All dies hört sich ein wenig kompliziert an. Gerade bei der ersten Partie muss man sich damit auseinander setzen. Dann lässt sich "Samarkand" aber recht flüssig spielen, jedenfalls was die Regeln angeht. Etwas dauern kann es beim Ausloten der vielen eigenen Möglichkeiten, die einem durch den Kopf gehen. Aber letztendlich bringen die richtigen Warenkarten die meisten Punkte und entscheiden über das Spiel. Alle anderen Punkte können den Sieg nur gering beeinflussen. Somit wird "Samarkand" zu einem fast reinen Sammel- und Legespiel. Die Spieldauer ist überschaubar und sehr angenehm, allerdings dauert der Spielaufbau für ein Familienspiel etwas zu lange.

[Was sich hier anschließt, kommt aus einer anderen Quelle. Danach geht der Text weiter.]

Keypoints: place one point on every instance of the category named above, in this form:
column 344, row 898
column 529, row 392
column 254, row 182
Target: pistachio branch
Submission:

In der Variante zu Zweit kommt von jeder Familie ein Familienplättchen in einen Beutel. Heiratet ein Spieler in eine Familie ein, wird ein Plättchen aus dem Beutel gezogen. Handelt es sich dabei um ein Familienmitglied einer Familie, in welche noch nicht eingeheiratet wurde, kommt das Plättchen aus dem Spiel. Auch darf man nun zweimal in eine Familie einheiraten. Diese Variante ist zwar gut umgesetzt, dennoch kann "Samarkand" erst ab drei Spielern richtig Spaß machen, da die Spieler sich hier mehr in die Quere kommen.

Fazit
"Samarkand" kommt mit einer sehr schönen Ausstattung daher und ist insgesamt ein rundes Spiel. Um richtig zu begeistern ist es für ein Familienspiel aber dann doch zu ruhig. Es läuft meist in geordneten Bahnen ab und letztendlich bestimmen die Warenkarten das Spiel.